UnNews:映画『パンデミック』不調
出典: へっぽこ実験ウィキ『八百科事典(アンサイクロペディア)』
【2009年6月13日 アンメディア・ナウ】
巨額の制作費と、それを上回る広告費で話題となった11日公開の映画『パンデミック〜人類絶滅』(マーカス・キャマロン監督、ワーズニーピクチャーズ)が不調だ。オリコンの速報ランキング(興行通信社調べ)では『ROOKIES -卒業-』(東宝)などに押され6位、洋画に限っても『天使と悪魔』(ソニー・ピクチャーズ)、『スター・トレック』(パラマウントピクチャーズ)といった既発作品に大きく水をあけられるなど、異例の不発ぶりを見せている。話題性は十二分だったはずの大作。いったい何がいけなかったのか。
『パンデミック』は、世界中に新型のインフルエンザウイルスがまん延し、人類が滅亡の危機に陥るという筋書きのパニック映画。国内では多くのメディアとタイアップ企画を行っており、特に繰り返しスポットCMで放送された、女優デイジー・チョンさん演じる世界保健機関 (WHO) 事務局長の「...raise the level of influenza pandemic alert from phase 4 to phase 5」(新型インフルエンザの警戒レベルをフェーズ4からフェーズ5へ引き上げる)というセリフは耳にされた方も多いだろう。 テレビやインターネットなどを駆使し映画のプロローグを放送するという斬新な手法は、市民の実生活にも少なからず影響を与えており、かつてパニックを引き起こしたH.G.ウェルズ原作のラジオドラマ『宇宙戦争』以来ともいわれる大胆なメディアミックス作戦だ。また、ウイルスの脅威を知ってもらうことは公益性が高いとする麻生首相の意向で、商業映画としては初めて、政府の協賛を得ている点も見逃せない。業界では難攻不落といわれたNHKをも巻き込んだことで、あわよくば全国民を——。
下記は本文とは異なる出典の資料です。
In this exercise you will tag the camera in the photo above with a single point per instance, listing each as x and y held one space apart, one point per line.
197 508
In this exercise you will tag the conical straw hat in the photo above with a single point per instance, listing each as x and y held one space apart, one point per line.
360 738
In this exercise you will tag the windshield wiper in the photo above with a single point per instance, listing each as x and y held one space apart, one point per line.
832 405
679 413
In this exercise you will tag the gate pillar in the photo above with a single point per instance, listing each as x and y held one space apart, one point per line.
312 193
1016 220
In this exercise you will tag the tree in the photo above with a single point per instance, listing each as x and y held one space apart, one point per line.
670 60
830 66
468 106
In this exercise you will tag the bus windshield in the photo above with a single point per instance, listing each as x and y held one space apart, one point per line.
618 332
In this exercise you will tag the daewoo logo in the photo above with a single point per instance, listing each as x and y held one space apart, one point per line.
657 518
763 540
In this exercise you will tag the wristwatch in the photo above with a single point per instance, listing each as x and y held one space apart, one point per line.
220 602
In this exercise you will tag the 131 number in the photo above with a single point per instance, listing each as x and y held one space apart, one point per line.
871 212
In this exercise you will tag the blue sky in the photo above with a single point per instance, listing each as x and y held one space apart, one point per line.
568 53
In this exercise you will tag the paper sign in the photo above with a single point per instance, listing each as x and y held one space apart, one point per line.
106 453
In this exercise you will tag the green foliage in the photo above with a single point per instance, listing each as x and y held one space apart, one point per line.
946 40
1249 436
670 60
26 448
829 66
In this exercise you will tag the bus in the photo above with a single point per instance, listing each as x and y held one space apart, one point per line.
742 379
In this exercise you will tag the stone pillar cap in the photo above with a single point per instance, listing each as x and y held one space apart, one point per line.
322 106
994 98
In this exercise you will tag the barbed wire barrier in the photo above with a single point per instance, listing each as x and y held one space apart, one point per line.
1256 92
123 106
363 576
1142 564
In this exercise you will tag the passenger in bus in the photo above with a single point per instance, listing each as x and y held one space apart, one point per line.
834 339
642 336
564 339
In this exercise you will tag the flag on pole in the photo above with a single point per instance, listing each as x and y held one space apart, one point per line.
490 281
ところが、封切り直前になってブームは下火に。話題はオタマジャクシ騒動や政局に奪われ、新作映画でも13日公開の『ターミネーター4』(ソニー・ピクチャーズ)に期待が集まるなか存在感を維持できなかった。広告の専門家は「行動が早すぎた。プロモーションの時期を見誤ったことで、広告費をどぶに捨てたようなもの」と切り捨てた。「大衆の関心を長時間持続させることは叶わない。どんなに金を注ぎ込んだところでそれは不可能だ」
一方、映画評論家は「この作品にはビジュアル面のスケールがない。パニック映画なら、突然巨大ロボットや宇宙人が襲ってくるとか、津波が来るとか、何らかの視覚的要素がほしい。ウイルスでは小さすぎて見えないため分かりにくい。『バイオハザード』のようなゾンビ化もない」と指摘する。結局、宣伝も内容も大衆の心をつかみ損ねたということなのかもしれない。
キャマロン監督の二作目『エコロジスト〜罪と罰』は2011年公開予定で、こちらもすでに宣伝活動を始めているという。監督のスポークスマンは記者会見で「今回の反省を活かしたい」と話し、広告戦略の見直しを行っていることを認めた。